New Biopsy Shows Promise For Pancreatic Cancer Patients

Microscope Image Of Lipid Bubbles In Shades Of Orange And Yellow
Credit: Thomas Lazzara; Flickr
Perhaps one of the most exciting breakthroughs in cancer diagnostics is research in the area of liquid biopsy.

Instead of relying on invasive procedures requiring tissue samples, doctors would simply use a blood or urine sample to identify the presence of a mutation and to monitor response to therapy. Aside from use in screening, these types of tests may also help people already fighting the disease, since doctors can choose treatments based on the specific DNA mutations the test identifies.

Testing For KRAS Mutations

Liquid biopsy testing is a promising avenue of research in patients with pancreatic cancer, as well as those with other solid tumor cancers such as lung, breast, melanoma, and colorectal, among others.

One liquid biopsy test currently available is Trovera, from Trovagene, a San Diego, California-based molecular diagnostics company. This noninvasive test measures circulating tumor DNA (ctDNA) shed into the bloodstream by growing tumors. This ctDNA can potentially provide vital information on tumor progression and treatment effectiveness.

An estimated 90 percent of pancreatic cancers harbor somatic KRAS G12/G13 mutations. These mutations are hallmarks of late-stage disease, and the presence of ctDNA KRAS mutations at diagnosis has prognostic implications. Accurate identification of both the presence of ctDNA KRAS mutations and quantification of the number of ctDNA KRAS mutant copies could be an improved therapeutic response biomarker over CA 19-9, which is known to be uninformative in certain patients with pancreatic cancer.

A Blood or Urine-Based Biopsy

Trovera is unusual in that patients have a choice between a liquid biopsy based on a simple blood draw, or a biopsy based on urine, explains Victoria Raymond, director of medical and scientific affairs at Trovagene.

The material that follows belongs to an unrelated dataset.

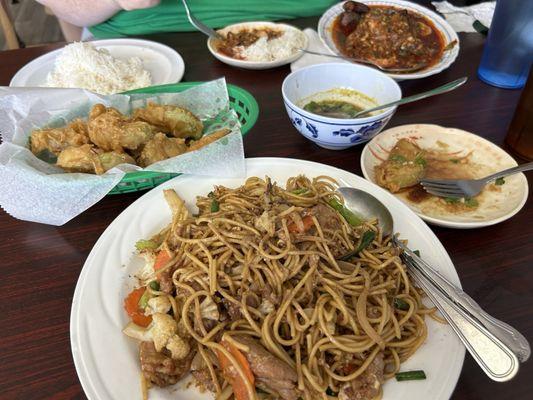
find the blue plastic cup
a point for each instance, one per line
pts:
(508, 53)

“Our scientists were the first to discover that ctDNA is released into the urine as well as the bloodstream,” says Raymond, adding that a urine test can be collected by the patient, without the need for a trip to their doctor’s office. “Everything is done by physician order, but a patient has the option of not making a visit to the provider’s office, which can be very helpful to people who are recovering from treatment or have long trips to a doctor’s office.”

The patient would simply collect the urine sample in the urine collection kit provided and send it to Trovagene’s CLIA lab for analysis.
On the other hand, a patient who is in the doctor’s office for a blood test for CA19-9 can have blood drawn for the Trovera KRAS liquid biopsy test too. “It’s really about providing people options and getting a doctor information more quickly,” Raymond says.

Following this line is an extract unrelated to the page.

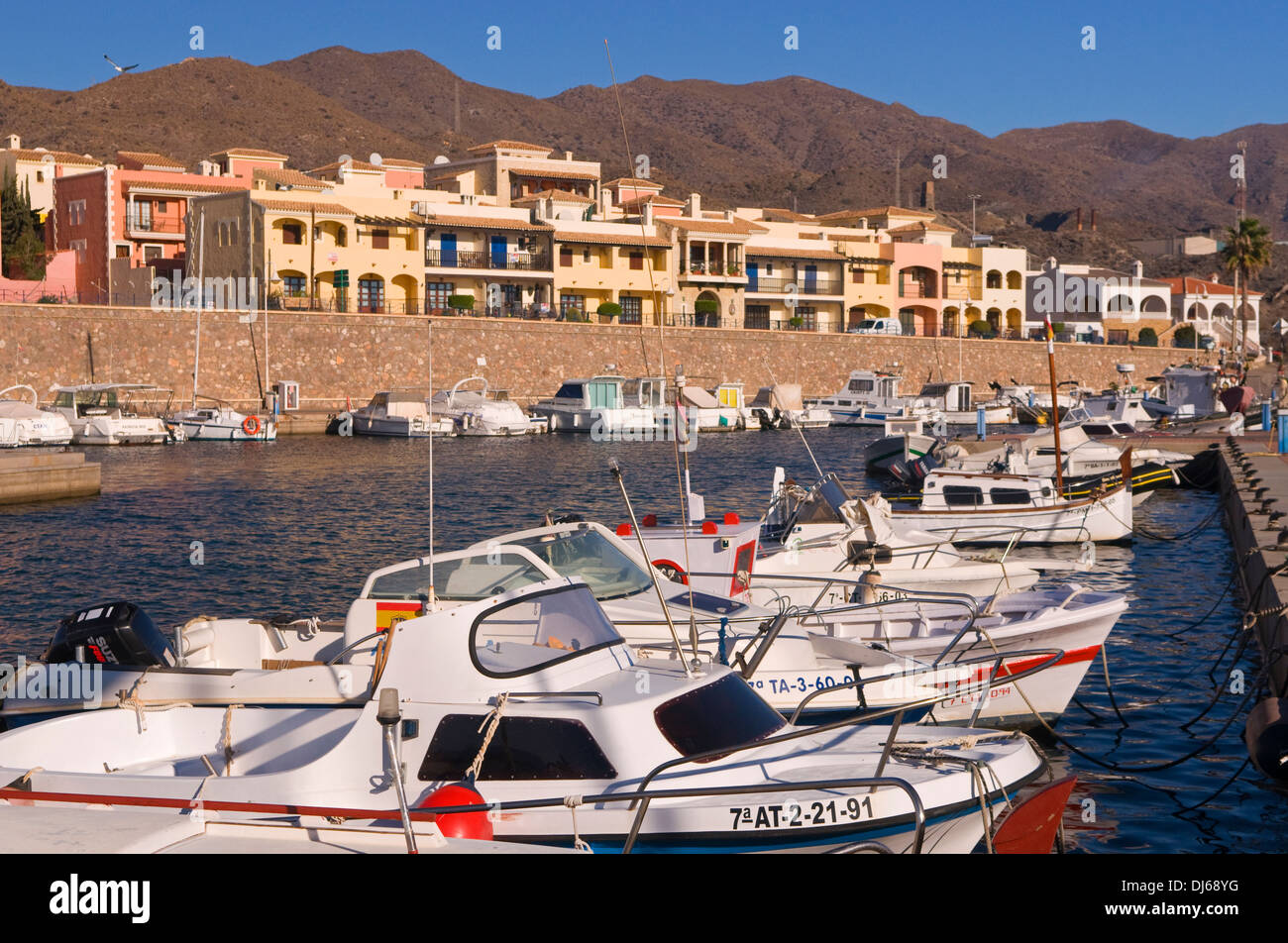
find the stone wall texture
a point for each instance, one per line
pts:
(335, 357)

Early Studies Show Promise

In May, the company presented data at the 2016 AACR Special Pancreatic Cancer Meeting in Orlando, Florida. The poster presentation, “Detection and Quantification of ctDNA KRAS Mutations from Patients with Unresectable Pancreatic Cancer,” showed some promising results.

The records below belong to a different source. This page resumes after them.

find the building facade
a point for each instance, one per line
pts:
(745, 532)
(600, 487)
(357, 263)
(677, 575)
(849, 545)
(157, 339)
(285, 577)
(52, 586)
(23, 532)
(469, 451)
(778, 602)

Highlights from the poster include:

  • Detection rate of circulating tumor DNA (ctDNA) KRAS in 210-patient study closely matches the published prevalence of KRAS mutations in pancreatic cancer (~90%).
  • ctDNA KRAS levels can be used to distinguish between locally advanced and metastatic cancer (p<0.0001), suggesting an improved biomarker for disease differentiation.
  • Longitudinal monitoring of KRAS can be informative in determining responsiveness to therapy and to predict disease progression months in advance of imaging.

Currently, Trovagene is partnering with several high-profile pancreatic cancer experts from the University of Michigan, MD Anderson Cancer Center in Texas, Arizona-based Honor Health, and University of California, San Francisco, among others. The company’s urine and blood-based assay has been selected by the Pancreatic Cancer Action Network as the liquid biopsy provider to participate in Precision Promise, the first large-scale precision medicine trial designed to transform outcomes for patients with pancreatic cancer.

“We’re very hopeful about this, but of course larger-scale studies need to be done,” says Raymond. “The ultimate goal is to advance the treatment of pancreatic cancer, and the way to do that is to publish the data and get that data in front of the experts who ultimately influence treatment.”